$110 Million. Hospital District Shows them all up.
According to this mornings MRT the Hospital District is setting forth to spend $110 Million to add beds and revamp almost every single existing room in the hospital.
In the past several years when hasn't the hospital been constructing (or buying) facilities?
This may be a worthy endeavor for health care in Midland County, but $110 Million is a breathtaking figure.
6 Comments
Memorial should have developed a good master plan for facilities decades ago. I'm guessing now they have one, but they've spent so much money on remodels, new under-sized office buildings, soon to be inadequate new parking lots and the underutilized West Campus that it is hard to trust that they aren't making another less than ideal investment here. 10 years ago I think they should have just decided that by 2010 they would replace the whole mess, build an efficient facility somewhere with plenty of land and access.
There seems to be no consistent plan in place.
They just moved Pediatrics to West Campus a few years back which makes sense being that labor and delivery are over there, if they move L&D back they will probably want to move Pediatrics back. Is this wise fiscal and facilities management?

The hospital wanted a monolopy on health care in Midland County. When Westwood originally opened, it was a private hospital. It was run in an efficient manner, and gave great service.
Memorial Hospital saw it's monolopy fading away. When MISD, the county's largest employer, redid their insurance a few years ago, they put in a provision that any care not provided by Memorial Hospital would not be paid for.
Yes, MISD and Memorial Hospital worked together to put the other hospital out of business.
Now Memorial wants even more money, and a bigger monolopy on health care in Midland.
God help us from bureaucrats. They will be the death of us, perhaps even before the terrorists are.

MISD and the Hospital conspiring is pretty much an impossibility.
MISD bids for insurance coverage in an open market using a public bidding process. How does rigging that system to decrease competion in a market benefit MISD, which is looking to spend as little as possible to insure it's very large workforce?
Besides, when in the history of Midland have taxing entities worked closely enough to pull something like that off? They seem to want to bring their own ball to the party.

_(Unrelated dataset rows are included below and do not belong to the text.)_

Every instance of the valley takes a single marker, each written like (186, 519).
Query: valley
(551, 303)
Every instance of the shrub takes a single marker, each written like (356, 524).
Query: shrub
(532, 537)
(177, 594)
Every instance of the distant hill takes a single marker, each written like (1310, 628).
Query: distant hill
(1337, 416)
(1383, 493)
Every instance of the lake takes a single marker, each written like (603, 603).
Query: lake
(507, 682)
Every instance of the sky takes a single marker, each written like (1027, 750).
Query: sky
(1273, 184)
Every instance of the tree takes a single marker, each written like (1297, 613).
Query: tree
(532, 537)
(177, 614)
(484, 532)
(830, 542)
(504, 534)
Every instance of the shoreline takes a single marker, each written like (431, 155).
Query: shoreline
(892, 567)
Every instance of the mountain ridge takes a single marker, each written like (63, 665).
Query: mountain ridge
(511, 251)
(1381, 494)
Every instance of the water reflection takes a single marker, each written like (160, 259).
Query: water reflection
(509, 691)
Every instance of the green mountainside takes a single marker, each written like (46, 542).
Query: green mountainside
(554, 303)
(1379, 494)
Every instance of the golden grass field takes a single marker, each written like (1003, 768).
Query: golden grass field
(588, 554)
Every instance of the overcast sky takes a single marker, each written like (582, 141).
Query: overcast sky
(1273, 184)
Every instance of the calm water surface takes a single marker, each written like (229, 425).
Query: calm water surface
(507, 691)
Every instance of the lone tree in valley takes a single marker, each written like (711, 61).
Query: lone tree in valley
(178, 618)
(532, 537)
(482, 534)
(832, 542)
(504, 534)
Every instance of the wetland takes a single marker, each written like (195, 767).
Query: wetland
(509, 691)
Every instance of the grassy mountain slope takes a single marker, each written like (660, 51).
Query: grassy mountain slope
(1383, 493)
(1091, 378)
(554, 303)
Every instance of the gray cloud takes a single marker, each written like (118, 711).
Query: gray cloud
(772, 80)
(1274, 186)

Maybe someone can answer this question? Why does Memorial seem to coast along pretty much in slow growth mode (I'm not complaining), a little remodel here, a little new equipment there, while MCH in Odessa has been building like crazy for a decade, and with two private hospitals competing with them only blocks away, and Tech?
Is there just a whole heck of a lot more medical care going on in Odessa or have they just gone building crazy?

Os,
It happened. My wife teaches for MISD. When the teachers union forced the state to pony up state insurance for the schools, MISD took the proposal. When the new insurance contracts were signed, ( a few years ago ), all of the MISD employees were told that the insurance would NOT be honored anywhere except Memorial Hospital. (Westwood was private then, I don't recall the name.)
Yes Os, that sort of goings on happens even in Midland. Don't let the public perception of ineptitde fool you. Those folks at City Hall, the Courthouse and the old Exxon building do indeed work together.
As an aside: I used to work for the state in the criminal justice field. We had a great insurance plan, one of the better Blue Cross ones. When the legislature gave in to the teachers and gave them state insurance, the State dropped the good Blue Cross plan across the board and gave all of it's employees the bottom end of the Blue Cross coverage.
And expect us to foot the bill.





I just read that story and was about to post about it here. Am I wrong, or is the West Campus (old Westwood) pretty much always empty except for the birthing center?